Valeria Castro: Un pedazo de cielo

La cantautora canaria Valeria Castro pasó por Granada nuevamente rozando el lleno del Palacio de Congresos. Originaria de La Palma, se dio a conocer en plena crisis volcánica, cuando Alejandro Sanz cayó rendido por su voz. Más tarde, como ocurrió con Travis Birds en la serie ‘Embarcadero’, la canción que despedía la película ‘El 47’ hizo que todos buscáramos en los créditos quién cantaba esa belleza, el resto, esa intervención la llevó hasta los Goya, abriéndole las puertas del público generalista. Este domingo puso en pie a los presentes de su concierto, que la despidieron con una larga ovación, absolutamente abducidos por su candor y su música venida de la raíz popular. ‘Con cariño y con cuidado’ decía en su primer disco, título que resume perfectamente su perfil expresivo.
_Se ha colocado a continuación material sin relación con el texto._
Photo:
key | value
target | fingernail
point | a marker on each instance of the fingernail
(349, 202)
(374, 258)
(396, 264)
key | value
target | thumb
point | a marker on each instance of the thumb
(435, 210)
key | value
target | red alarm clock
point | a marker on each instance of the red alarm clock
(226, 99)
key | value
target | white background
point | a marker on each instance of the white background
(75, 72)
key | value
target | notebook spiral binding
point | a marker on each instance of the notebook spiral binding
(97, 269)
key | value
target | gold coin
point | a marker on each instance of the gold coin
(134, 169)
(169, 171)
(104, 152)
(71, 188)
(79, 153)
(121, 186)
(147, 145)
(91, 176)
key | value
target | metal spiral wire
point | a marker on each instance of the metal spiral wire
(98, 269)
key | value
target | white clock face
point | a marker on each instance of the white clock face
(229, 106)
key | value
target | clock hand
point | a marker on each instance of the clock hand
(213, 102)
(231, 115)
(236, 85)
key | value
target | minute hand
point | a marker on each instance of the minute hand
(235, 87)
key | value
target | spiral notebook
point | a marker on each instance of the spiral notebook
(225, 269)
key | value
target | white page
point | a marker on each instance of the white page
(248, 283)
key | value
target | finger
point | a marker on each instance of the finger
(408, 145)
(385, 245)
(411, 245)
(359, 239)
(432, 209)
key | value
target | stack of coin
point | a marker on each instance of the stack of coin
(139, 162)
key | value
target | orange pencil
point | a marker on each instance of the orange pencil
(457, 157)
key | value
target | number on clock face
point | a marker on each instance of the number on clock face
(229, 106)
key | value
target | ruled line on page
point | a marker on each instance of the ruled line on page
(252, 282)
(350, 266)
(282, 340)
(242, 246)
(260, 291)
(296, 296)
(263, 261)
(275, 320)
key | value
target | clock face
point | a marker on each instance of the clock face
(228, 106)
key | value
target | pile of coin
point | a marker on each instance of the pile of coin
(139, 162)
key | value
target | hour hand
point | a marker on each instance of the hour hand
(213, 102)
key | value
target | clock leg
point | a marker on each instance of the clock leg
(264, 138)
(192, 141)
"Ojalá que estas canciones les sane tanto como me sanaron a mí escribiéndolas", dijo en algún momento del concierto, en el que presentaba un segundo largo ‘El cuerpo después de todo’, más elaborado sonoramente, pero con el mismo sentimiento compartible de aceptación y superación de los azares vitales.
Su voz es infinitamente emocional. Un estremecedor temblor de fondo, y la dulzura propia de su acento canario embelesan y secuestran la atención.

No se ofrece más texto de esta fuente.